Fatemaa Waariithah Ahsan, Alumna, LLB HonsSince graduating, Fatemaa has become an international public speaker, a social activist and a visiting professor
I was an international student who originally came to London to study Law at the University of Westminster. On the day of my enrolment at Westminster University, LSBU was holding an open day for spot admission. I was aware that the Law department at LSBU had a good reputation and was keen on attending the open day. I met Mr John Koo, who was the Course Director at the time, and spoke to him about the course and my interests. I was very impressed by the course structure. As soon as I entered LSBU, I instantly connected to the vibe and all that the institution had to offer. I enrolled in a heartbeat.
I enjoyed student life
The staff and the faculty were always very helpful. I cannot express my gratitude enough to Dr Cherry James, who has been a huge support for me throughout the course and even after graduation. I would also like to mention my tutor Kathy Stylianov who was very kind in supporting my term to term difficulties. My journey would be incomplete without mentioning the names of Tracey Aquino (Tort Law Tutor), William Bain (Public Law Tutor), John Koo (Course Director and EU Tutor), Andy Unger (Head of the Law Department) and Chris Shepherd (Contract Law). They have all contributed to my career advancement.
I was seventeen years old when I joined LSBU. I enjoyed student life to the fullest and took part in various clubs and societies that the University had. I was not staying on campus which meant I was only a day student. I was also the student ambassador and an outreach mentor through which I mentored various sixth form students in the borough of Southwark.
In my first year out of LSBU, I pursued the Bar Professional Training Course (BPTC), an LLM on International Commercial Law with a specialism in Oil and Gas Law, and a Masters in International Studies & Diplomacy from SOAS. I’ve been busy. One thing I realised early on, is that there is no such thing as a “perfect CV” or a “successful job”. Your perfection and success depend on your priorities. My priorities have always been different. My life at LSBU has given me a boost to face any challenges that life has to offer.
Different from the mainstream
I can’t say I have any regrets in my career to date. I feel everything happens for a reason and that is how it is destined to be. I have always been very proactive regarding every event of my life and I feel somehow the universe helps you reach your best destination. I have never lived a very quintessential lawyer life since I graduated and took interest in things which are slightly different from the mainstream.
Currently, I am an international public speaker, a social advocate, a consulting lawyer, social activist, a visiting professor at Asian University for Women Chattogram and founder of No Passport Voice. I am also the legal consultant of Savvy Females, a company strengthening women empowerment, based in Norway. My multi-faceted career route always gives me plenty of room to learn and grow. I love learning, be it from myself or another. My career’s biggest achievement is being a professor at an international university at the age of 29. My desire to thrive and just not survive keeps me motivated.

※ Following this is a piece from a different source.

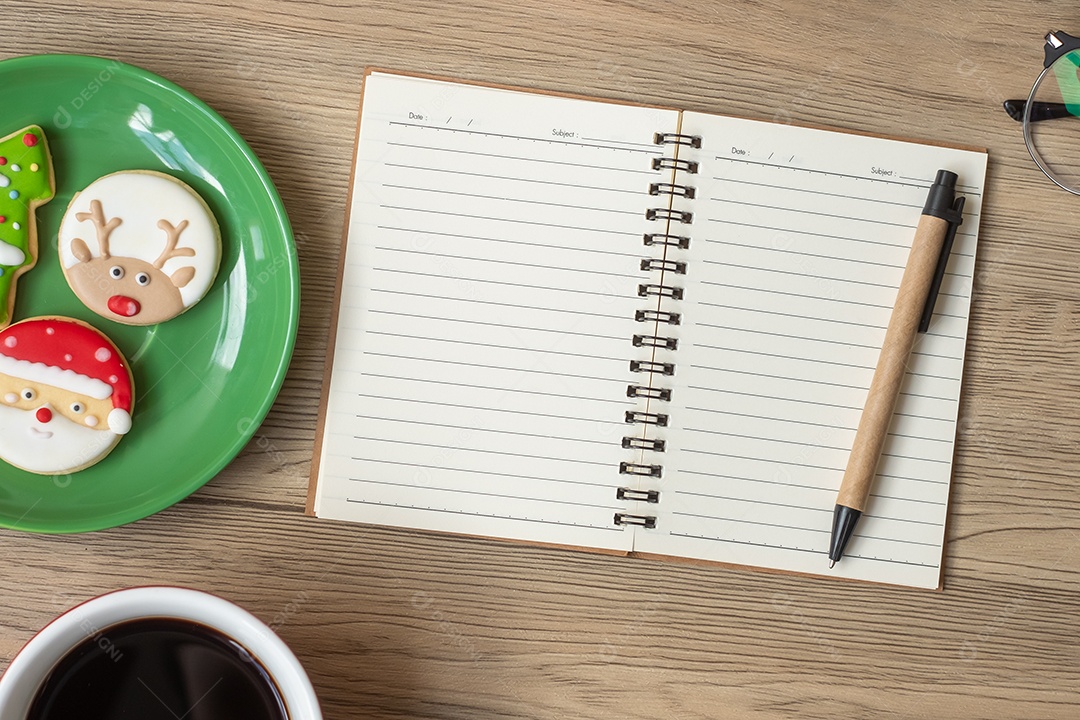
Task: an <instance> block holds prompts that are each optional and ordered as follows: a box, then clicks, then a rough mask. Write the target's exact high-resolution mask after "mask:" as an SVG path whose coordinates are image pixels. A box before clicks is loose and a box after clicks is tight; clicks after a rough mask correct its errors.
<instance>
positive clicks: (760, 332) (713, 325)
mask: <svg viewBox="0 0 1080 720" xmlns="http://www.w3.org/2000/svg"><path fill="white" fill-rule="evenodd" d="M696 325H698V326H699V327H711V328H713V329H716V330H731V331H733V332H752V334H754V335H768V336H771V337H775V338H787V339H788V340H806V341H807V342H822V343H825V344H829V345H846V347H848V348H865V349H866V350H881V345H865V344H862V343H859V342H845V341H842V340H826V339H824V338H808V337H806V336H802V335H792V334H789V332H769V331H766V330H754V329H750V328H745V327H734V326H731V325H713V324H712V323H696Z"/></svg>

For me, the biggest personal satisfaction I can have is going to bed content with a free heart and mind. You should be your own competition and you should be your own satisfaction.
My most influential relationship would be with my father Alhamdulillah. He has been my biggest critic and my biggest supporter. He is my cheerleader. I say this because, he has seen my obstacles and furthered my vision through love, care and above all support.
During my BTC, I was clinically depressed and at the same time was having to do one of the most challenging courses in the world. It gave me the highest highs and lowest lows. Of course, I still struggle within myself and especially when you are doing humanitarian work, you are exposed to a lot of harsh realities which take a toll on your mental health.
I think we all have to give back when we are empowered to do so. I have always stayed in touch with LSBU faculty since my graduation and I intend to contribute in whatever ways I can. I have had the chance to speak at a career event at LSBU in 2018 and have also agreed to mentor students struggling during the Covid-19 pandemic.
LSBU is my alma mater. I have huge regard for LSBU because that is where I have passed my crucial years.
My advice to current students is to be present. You will never know what you are creating as you are living so take one day at a time and stay proactive. Every experience counts. I can say with conviction that every lecture, event, volunteering experience that I have had at LSBU helped me immensely to grow and have my CV stand out. Take care of your mental and physical health. They say “he who has health has hope” and I cannot agree with that statement more.
I believe in legacies; legacy is something that you build as you live and I am living my life by empowering my family’s legacy of dignity, honesty and giving back.